It needs to stop being the case that it is easier for cities to put in sharrows, or a single line of paint to demarcate a bike lane, as so often happens, because it is difficult for communities to install fully protected or separated bike lanes. As of now, many of our street design standards simply don’t allow the safest, best-practice design. In no other profession do we willingly implement designs that we know will kill people.

(Source: Tristan Cleveland.)

Conversely, what are you seeing today that’s giving you hope we’re going in the right direction?

Regarding official standards, we’re actually seeing change. In Canada, the Transportation Association of Canada has established two chapters on pedestrian-friendly and bicycle-friendly design that say a lot of the right things, so to speak, even if those chapters contradict the other, older chapters of the same standards book, which leaves the door open for applying the old standards.

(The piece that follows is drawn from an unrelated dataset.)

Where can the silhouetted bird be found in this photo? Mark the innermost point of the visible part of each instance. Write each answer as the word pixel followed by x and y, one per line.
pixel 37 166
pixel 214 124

Over in the U.S., The American Association of State Highway and Transportation Officials, AASHTO, began acknowledging context, meaning they recognize that different standards should apply in different kinds of places. That's promising, because it opens the door for making categorical distinctions, such as between pedestrian-friendly streets and high-speed roads, as Strong Towns has proposed. What this means is that the recommendations for an arterial that runs through downtown now differ from that of an arterial in an open rural expanse. While, frankly, I don’t think we should have anything that is functionally a major arterial downtown, context opens the door for categorical distinctions that will hopefully move us toward an understanding that you can either design for high speeds or slow speeds, but not both.

What’s actually happening on the ground level of many of our cities is also encouraging. Whether it’s Montreal or New York, engineers and planners are approaching street design with a totally different philosophy. In many cases, they’re reconstructing their own standards from scratch because the standards on a state, provincial, or national level don’t align with what they’re trying to do. These cities are offering great templates and inspiration, but I do hope that smaller cities and towns can make changes sooner, rather than later, too.

In order for any community across the country to start implementing slow design, or people-oriented design tomorrow, we need to update our design standards to make that the default, and not be treated as a dangerous exception.